Is direction dimension a mistake in semantic conventions? #2589

tigrannajaryan · 2022-05-30T13:19:05Z

We have metrics that have a "direction" attribute, for example disk metrics.

This seems to be in contradiction to the general guidelines about attributes

"As a rule of thumb, aggregations over all the attributes of a given metric SHOULD be meaningful," as Prometheus recommends.

I am not sure what aggregation is meaningful for "direction" attribute.

Should the attribute be removed and the metrics split into 2, one for read and one for write?

It does look pretty natural to express this dimension as an attribute, it is low cardinality, it groups 2 very related measurements. Is this an indication that the guidelines need to be adjusted or this is an exception from the rule? Or perhaps there is a meaningful aggregation of "direction" that I just don't see?

reyang · 2022-05-31T16:51:04Z

+1, also in most cases the removal of this dimension would result in meaningless value (e.g. what does a "total read/write bytes" mean for a disk?)

In addition, many disk/NICs have extra operations beyond read and write (I just took a screenshot from my laptop):

bogdandrutu · 2022-05-31T19:16:08Z

@tigrannajaryan does the aggregation not represent "total" bytes send/received over the network? Is that not meaningful?

tigrannajaryan · 2022-05-31T19:37:45Z

@tigrannajaryan does the aggregation not represent "total" bytes send/received over the network? Is that not meaningful?

Yes, probably meaningful for network (e.g. total bytes/throughput can be interesting to know as a percentage of bidirectional bandwidth available for half-duplex physical connections).

Is it also meaningful for disks? I am not sure what's the meaning of total combined bytes written and read for disk. Sure, both are bytes flowing from/to the same device, maybe that's useful somehow?

I am not against keeping the direction if we think it is meaningful (but see also @reyang comment which shows we do not fully understand the allowed values for the dimension).

codeboten · 2022-06-01T15:09:29Z

Speaking specifically to @reyang's example, it would appear that aggregating read/writes/other would be meaningful as per the following description of "I/O other bytes" :

"I/O Other Bytes" is "The number of bytes transferred in input/output operations generated by a process that are neither reads nor writes, including file, network, and device I/Os

jmacd · 2022-06-01T16:14:54Z

I believe direction was a mistake in our semantic conventions. I support undo-ing it.
Prometheus documentation addresses this specifically:

Read/write and send/receive are best as separate metrics, rather than as a label. This is usually because you care about only one of them at a time, and it is easier to use them that way.

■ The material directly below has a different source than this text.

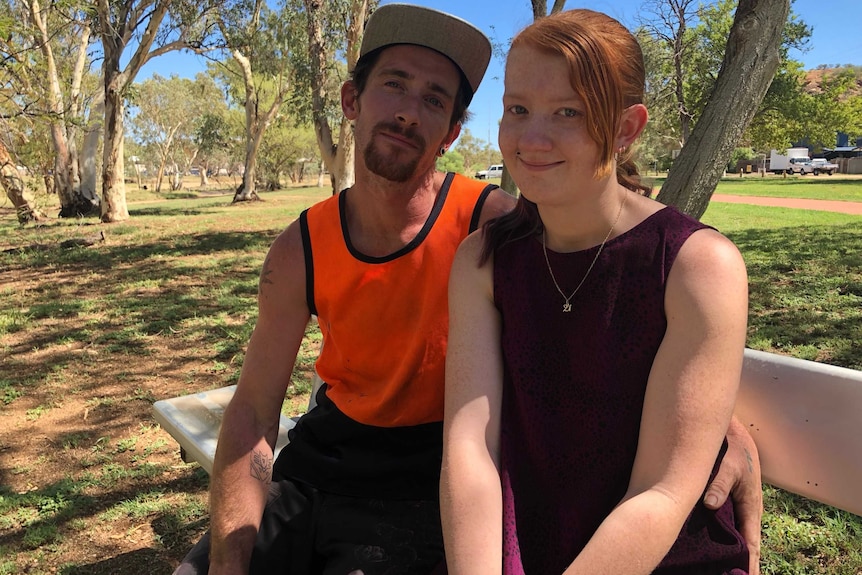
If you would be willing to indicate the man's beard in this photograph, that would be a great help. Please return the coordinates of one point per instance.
(391, 167)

I consider this a good exception to the rule otherwise given by Prometheus quoted above:

As a rule of thumb, either the sum() or the avg() over all dimensions of a given metric should be meaningful (though not necessarily useful). If it is not meaningful, split the data up into multiple metrics.

The issue about directional transfers tests this rule: we are able to find ways that the sum() of network traffic is meaningful and even useful. The usefulness/meaningfulness needs to be weighed against potential harm due to "uselessness". If we believe "usually you care about only one of them at a time", and we believe the common mode of viewing metrics is to aggregate them, there's real harm in having a direction label as it will obscure two useful things in a commonly-useless way.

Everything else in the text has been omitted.